Sous la botte de Pékin Spécial
«Quand nous parlons à nos proches au téléphone, il faut éviter certains mots: dalaï-lama, démocratie, droits de l’homme, Covid… Avoir des discussions profondes dans ces conditions est difficile. Alors on reste en surface. Avec le temps, une distance se crée et petit à petit on ne se parle plus»: prononcés par une réfugiée tibétaine en Suisse, ces mots témoignent des conséquences dramatiques de la répression des minorités en Chine.

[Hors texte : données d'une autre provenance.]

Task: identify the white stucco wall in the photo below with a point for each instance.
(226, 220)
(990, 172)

Car être minoritaire, en Chine, c’est être dissident. Les Tibétains nous le rappellent depuis longtemps, sans perdre courage. Leurs appels au secours sont pourtant moins audibles depuis que l’attention internationale et médiatique est tournée vers les dix millions d’Ouïghours du Xinjiang, région voisine du Tibet. L’oppresseur est pourtant le même. Les territoires mongol, kazakh et tibétain passés sous le rouleau compresseur démographique et politique du régime communiste chinois ont servi de terrain d’essai à de nombreuses techniques de répression de masse utilisées aujourd’hui au Xinjiang.
Le Tibet, terrain d’essai des techniques de répression utilisées au Xinjiang.

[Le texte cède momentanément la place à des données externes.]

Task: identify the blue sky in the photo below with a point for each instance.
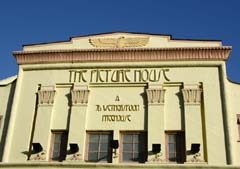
(27, 21)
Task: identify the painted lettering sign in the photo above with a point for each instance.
(118, 75)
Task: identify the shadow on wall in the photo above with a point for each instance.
(7, 118)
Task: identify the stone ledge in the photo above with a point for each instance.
(66, 165)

Torture, disparitions, travaux forcés, arrestations arbitraires, fouilles à domicile pour détruire les photos du dalaï-lama… Depuis l’arrivée de Xi Jinping à la tête du Parti communiste chinois (PCC), en 2013, Pékin a redoublé d’efforts pour gommer toute différence ethnique et culturelle. En Chine, la censure et le contrôle atteignent des sommets depuis la pandémie: le code QR sur chaque téléphone permet de confiner des millions de citoyens qui se retrouvent, d’un seul clic, privés d’accès à l’autoroute et à d’autres services de base. A Hong Kong, le cardinal Joseph Zen Ze-kiun, figure de proue du mouvement de contestation démocratique de 2019-2020, attend d’être jugé. Quant à l’île indépendante de Taïwan, elle se sait menacée de «réunification» et de «rééducation».

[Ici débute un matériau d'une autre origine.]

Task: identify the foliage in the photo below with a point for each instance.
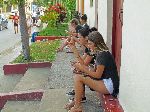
(40, 52)
(50, 17)
(70, 7)
(53, 14)
(57, 31)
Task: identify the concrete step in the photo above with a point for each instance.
(34, 78)
(53, 100)
(21, 106)
(8, 83)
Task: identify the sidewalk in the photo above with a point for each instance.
(60, 78)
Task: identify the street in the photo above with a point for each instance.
(10, 45)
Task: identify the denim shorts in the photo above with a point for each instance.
(109, 85)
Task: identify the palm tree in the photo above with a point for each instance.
(23, 30)
(23, 26)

En 2018, Xi Jinping avait inscrit dans la Constitution la possibilité d’être élu à vie. Lors du 20e Congrès du PCC, qui commence le 16 octobre, il devrait devenir le premier secrétaire général élu trois fois de suite à la tête du pays. A la tête d’une Chine plus étouffante et inquiétante que jamais. Mais à laquelle les Tibétains et les autres minorités continueront de résister avec, espérons-le, plus de soutien.